Kurde nie bardzo rozumiem bycie w związku z kimś, kto podcina skrzydła, albo marzenia przybija do ziemi, niczym Aloy w Horizonie pterodaktylowate maszyny. Pasja to pasja. Świętość to świętość.
Granie w gry to granie w gry. Wspomniane podcinanie może dotyczyć nie tylko pasji samych w sobie, ale też innych dziedzin.

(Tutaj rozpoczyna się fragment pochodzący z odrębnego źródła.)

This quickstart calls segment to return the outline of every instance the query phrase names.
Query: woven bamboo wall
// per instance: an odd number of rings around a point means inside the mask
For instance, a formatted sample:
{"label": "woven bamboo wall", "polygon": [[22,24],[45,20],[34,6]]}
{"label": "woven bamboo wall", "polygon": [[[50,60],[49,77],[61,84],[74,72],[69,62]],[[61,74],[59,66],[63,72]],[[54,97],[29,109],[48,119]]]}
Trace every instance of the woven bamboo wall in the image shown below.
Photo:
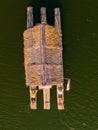
{"label": "woven bamboo wall", "polygon": [[[24,66],[26,85],[43,85],[41,54],[41,24],[24,32]],[[58,29],[45,24],[45,85],[63,83],[61,34]]]}

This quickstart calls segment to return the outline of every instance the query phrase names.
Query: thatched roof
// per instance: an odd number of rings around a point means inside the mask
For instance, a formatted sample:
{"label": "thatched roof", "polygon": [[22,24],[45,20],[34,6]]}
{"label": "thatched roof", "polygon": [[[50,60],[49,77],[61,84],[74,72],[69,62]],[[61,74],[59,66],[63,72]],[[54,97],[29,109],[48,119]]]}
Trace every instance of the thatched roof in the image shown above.
{"label": "thatched roof", "polygon": [[[41,24],[24,32],[24,65],[29,86],[56,85],[63,82],[61,34],[45,24],[45,47],[41,50]],[[44,54],[44,63],[42,55]]]}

Może np tworzenie latawców i puszczanie ich na silnym wietrze jest czyjąś ulubioną relaksującą czynnością pozwalającą zapomnieć o egzystencjalnym cierpieniu, a druga połówka będzie stale nawijać: weź, uszy ci zawieje, ludzie się śmieją, rzuć to w pieruny! Po pewnym czasie sugestia stanie się rzeczywistością i latawce przestaną bawić, a życie straci jeden z niepowtarzalnych kolorów. Tak jest i z graniem, ale tu wymagania są znacząco większe, bo nakład finansowy i ogromne ilości czasu wymagane. To też niejedna nieułożona odpowiednio partnerka może wytaczać ciężkie argumenty.
Morał mało odkrywczy:
jedna zrozumie i będzie wspierać, druga zabroni i każe wybierać.